After a Prime Minister resigns in Sweden, the speaker of the House has an opportunity to find a new constellation of government. If that doesn’t succeed, then it is a new election. This is the most likely to happen given the make up of the parliament at the moment. Whatever government comes out of this new election will rule for less than a year. It is very unlikely they can achieve anything in this period of time so it is essentially toothless. And pointless. And expensive.

So another period of unrest lies ahead. And a costly one. The 400,000,000 Swedish crowns that an election costs could better be spent elsewhere.

But hey, if we elect politicians that decline to cooperate with each other and they refuse to drop their prestige for the stability of the country – this is the shit show we end up with.

Something surprising about Swedish Midsummer

These days, Midsummer Day is a flexible holiday practically celebrated on a Saturday sometime between 20 and 26 June. This means that Midsummer Eve, one of the biggest festivities in the Swedish calendar, is always on a Friday. In the case of 2021, that’s tomorrow.

Bit did you know that this has only been since 1953? Prior to 1952, Midsummer Day was always celebrated today – the 24th June – coinciding with John the Baptist’s birthday. This was regardless of the day of the week it landed on. So today’s strong association with Midsummer being a long weekend is actually only around 70 years old

John the Baptist was a person who foresaw the birth of Jesus. He is considered a prophet in several of the world’s religions. He was a prolific preacher whose severed head was notoriously presented on a silver platter to Salome. His birthday has been celebrated since 300 AD on June 24 in many countries around the world.

An interesting fact is that Midsummer Day is still associated with John the Baptist in the other Scandinavian countries. For example, in Finland it is not called Midsummer but Juhannus. In Iceland, it is Jònsmessa. And in Denmark and Norway – Sankt Hans.

Impending crisis in Sweden’s parliament

This week, the Swedish Left Party withdrew their support for the minority Social Democrat government over a rent control argument. This lead to the extreme right party calling for a vote of no-confidence in the Prime Minister and his government, with the conservatives and Christian Democrats jumping on the bandwagon.

On Monday at 10.00, the vote will happen. Currently there is a majority for no-confidence, which would mean the government would topple throwing Sweden into a chaotic parliamentary state. Just what we do not need when we are still fighting the consequences of a pandemic.

If this happens, the Prime Minister can step down and let the parliament sort out a new government. Given that it took four months to sort out a government after the last election, we have even more unnecessary chaos to look forward to.

A more likely alternative is that a new election will be held in three months. This is also unnecessary as next year 2022 is an election year anyway. This means we would have an election in September and then again next September. I’m sure most people don’t want this.

It is so irresponsible of our political leaders, left and right. Throwing Sweden into a parliamentary crisis one year before an election is short-sighted, opportunistic and disrespectful. They have turned parliament into a circus.

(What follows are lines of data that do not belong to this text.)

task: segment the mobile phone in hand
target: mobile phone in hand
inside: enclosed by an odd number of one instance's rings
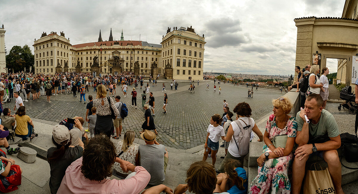
[[[69,118],[68,118],[67,122],[68,123],[70,123],[71,124],[74,124],[74,119],[73,119]]]

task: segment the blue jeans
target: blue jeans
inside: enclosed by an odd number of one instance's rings
[[[82,97],[83,96],[83,100],[84,101],[84,102],[86,102],[86,97],[85,97],[85,96],[84,96],[86,94],[81,94],[81,95],[80,95],[80,98],[79,98],[79,101],[82,101]]]

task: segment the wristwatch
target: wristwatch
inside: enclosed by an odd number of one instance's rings
[[[313,152],[316,152],[317,151],[317,147],[316,146],[314,145],[314,144],[312,144],[312,151]]]

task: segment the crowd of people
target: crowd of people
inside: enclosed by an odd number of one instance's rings
[[[73,93],[74,97],[76,97],[76,93],[78,92],[80,102],[83,97],[86,103],[86,92],[93,87],[96,91],[96,96],[95,99],[92,95],[88,96],[86,118],[65,118],[52,129],[52,141],[54,147],[48,149],[47,155],[52,193],[139,193],[148,185],[151,187],[142,193],[164,191],[176,194],[184,193],[187,190],[196,194],[241,194],[248,191],[253,194],[298,194],[304,176],[304,171],[302,169],[305,168],[308,158],[313,156],[320,157],[328,163],[336,192],[343,193],[340,163],[337,151],[340,146],[339,130],[333,116],[324,109],[324,97],[328,95],[328,91],[324,89],[325,79],[321,76],[323,80],[321,81],[320,78],[316,77],[319,69],[315,66],[307,67],[311,69],[310,72],[304,72],[298,83],[296,84],[297,90],[301,88],[300,83],[305,81],[305,76],[308,76],[309,87],[307,90],[309,92],[305,94],[305,108],[294,117],[288,115],[292,105],[288,99],[282,97],[273,100],[274,113],[267,120],[263,135],[251,117],[252,110],[248,103],[238,103],[232,112],[228,103],[224,100],[224,113],[222,116],[216,114],[210,118],[204,142],[202,160],[192,164],[187,171],[186,184],[179,185],[174,191],[163,184],[169,156],[165,146],[156,141],[158,133],[153,119],[155,103],[153,92],[149,92],[149,83],[141,94],[145,120],[141,127],[140,137],[145,144],[134,143],[135,133],[130,129],[124,132],[123,140],[116,145],[110,140],[111,137],[119,139],[122,130],[124,105],[120,101],[121,97],[116,96],[117,86],[121,87],[125,97],[128,95],[128,86],[134,85],[131,93],[132,106],[136,108],[136,88],[140,83],[141,88],[144,85],[144,78],[130,73],[95,78],[90,74],[73,73],[53,76],[3,75],[0,88],[13,87],[11,83],[14,81],[19,83],[19,87],[15,85],[14,92],[16,99],[14,110],[17,109],[16,113],[12,115],[10,109],[6,108],[2,110],[4,115],[0,116],[2,121],[0,145],[5,147],[8,154],[16,154],[20,148],[10,148],[7,139],[15,136],[24,140],[32,139],[37,135],[34,132],[32,121],[26,115],[24,104],[24,101],[30,100],[30,94],[33,100],[36,100],[45,91],[48,102],[50,102],[50,97],[53,95]],[[323,69],[322,76],[326,75],[328,72],[328,69]],[[153,80],[152,87],[154,87],[156,79]],[[177,83],[174,80],[173,82],[171,89],[174,85],[176,90]],[[164,92],[166,91],[164,84],[162,85]],[[194,92],[194,85],[190,83],[189,89]],[[29,86],[30,90],[28,92]],[[208,83],[207,87],[208,89]],[[219,92],[220,88],[219,86]],[[320,91],[315,88],[319,88]],[[216,89],[214,84],[214,91]],[[23,89],[24,91],[19,93]],[[23,98],[20,97],[21,93]],[[252,90],[249,90],[248,97],[252,97],[253,94]],[[108,97],[110,96],[115,97],[114,100]],[[168,97],[166,93],[164,96],[162,108],[163,113],[165,114]],[[305,116],[310,120],[309,123],[306,122]],[[85,121],[88,122],[87,131],[83,127]],[[115,135],[113,135],[113,134]],[[254,134],[258,137],[258,141],[263,141],[265,144],[262,153],[257,159],[258,175],[249,182],[243,168],[243,159],[248,154],[250,142]],[[315,141],[314,137],[318,136],[326,136],[325,141]],[[286,137],[286,140],[284,144],[279,146],[274,140],[280,136]],[[220,139],[223,141],[221,146]],[[295,143],[298,145],[295,150]],[[217,152],[220,147],[225,148],[226,154],[219,168],[216,169]],[[0,155],[0,159],[3,162],[0,166],[0,175],[7,179],[9,185],[6,189],[0,186],[0,191],[15,190],[21,184],[22,170],[15,164],[14,160],[8,159],[4,152],[1,151],[0,154],[2,156]],[[209,157],[211,164],[205,161]],[[112,175],[112,169],[114,169],[113,173],[123,179],[107,179]],[[5,182],[4,178],[0,179],[3,184]]]

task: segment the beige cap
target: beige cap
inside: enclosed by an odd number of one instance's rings
[[[55,125],[52,131],[52,137],[55,141],[59,144],[64,141],[69,140],[71,139],[68,128],[62,125]]]

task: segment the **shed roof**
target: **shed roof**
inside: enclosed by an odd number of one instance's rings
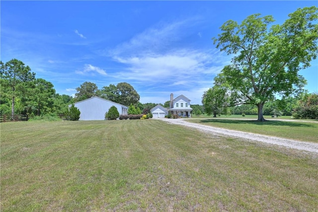
[[[125,106],[125,105],[122,105],[121,104],[117,103],[116,103],[116,102],[112,102],[112,101],[111,101],[108,100],[107,100],[107,99],[103,99],[102,98],[100,98],[100,97],[98,97],[98,96],[92,96],[92,97],[90,97],[90,98],[88,98],[88,99],[84,99],[84,100],[83,100],[80,101],[79,102],[75,102],[74,104],[78,104],[78,103],[81,103],[81,102],[84,102],[84,101],[88,101],[88,100],[91,100],[91,99],[93,99],[93,98],[97,98],[97,99],[100,99],[100,100],[101,100],[105,101],[106,101],[106,102],[110,102],[110,103],[112,103],[112,104],[117,104],[117,105],[120,105],[120,106],[121,106],[122,107],[125,108],[127,108],[127,109],[128,108],[128,107],[126,106]],[[70,105],[69,105],[69,107],[71,107],[71,106],[72,106],[72,104],[70,104]]]

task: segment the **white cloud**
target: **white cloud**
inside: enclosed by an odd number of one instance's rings
[[[75,72],[77,73],[82,75],[85,75],[90,72],[92,73],[93,75],[94,75],[95,72],[103,75],[107,74],[105,71],[99,67],[92,66],[90,64],[85,64],[82,71],[77,71]]]
[[[219,72],[224,67],[219,58],[218,54],[210,52],[180,50],[164,55],[114,59],[128,67],[126,70],[116,73],[123,78],[139,81],[160,80],[169,82],[171,85],[181,85],[193,83],[199,78],[202,81],[205,75]]]
[[[78,36],[79,36],[81,38],[86,38],[86,37],[84,35],[83,35],[82,34],[80,33],[79,32],[79,31],[77,29],[76,29],[75,30],[74,30],[74,32],[75,32],[77,35],[78,35]]]
[[[65,89],[67,92],[76,91],[76,89],[74,88],[66,88]]]
[[[139,55],[164,51],[170,49],[172,43],[185,36],[182,30],[195,24],[197,18],[194,17],[176,21],[170,23],[160,23],[136,35],[129,41],[117,45],[108,51],[107,55]]]

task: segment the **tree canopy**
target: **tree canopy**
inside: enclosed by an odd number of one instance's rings
[[[83,100],[92,96],[96,96],[98,90],[97,86],[93,82],[85,82],[76,88],[77,93],[75,94],[77,101]]]
[[[103,87],[100,92],[102,98],[126,106],[131,104],[137,105],[140,99],[136,90],[127,82],[120,82],[116,86],[111,84]]]
[[[21,96],[25,90],[26,84],[35,78],[35,73],[31,72],[29,66],[17,59],[12,59],[3,64],[0,62],[0,76],[1,90],[4,89],[7,97],[11,98],[11,116],[14,114],[15,98]]]
[[[265,103],[303,91],[306,80],[299,71],[310,66],[318,51],[317,10],[299,8],[281,25],[273,25],[271,15],[256,14],[221,27],[214,44],[234,56],[215,79],[229,85],[233,104],[256,105],[258,120],[265,121]]]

A new election costs approximately 400 million Swedish crowns. This is tax payers money that should be spent on helping the economy recover from the effects of the pandemic – not on solving a petty battle between our childish MP’s. Additionally, public sector workers will have to remove their focus from currently important issues to instead organizing and administering an extra election.

If politicians don’t agree with each other, fine. That is why we have budgeted general elections. Let the planned election of 2022 reflect the will of the people. Let the current government continue its work.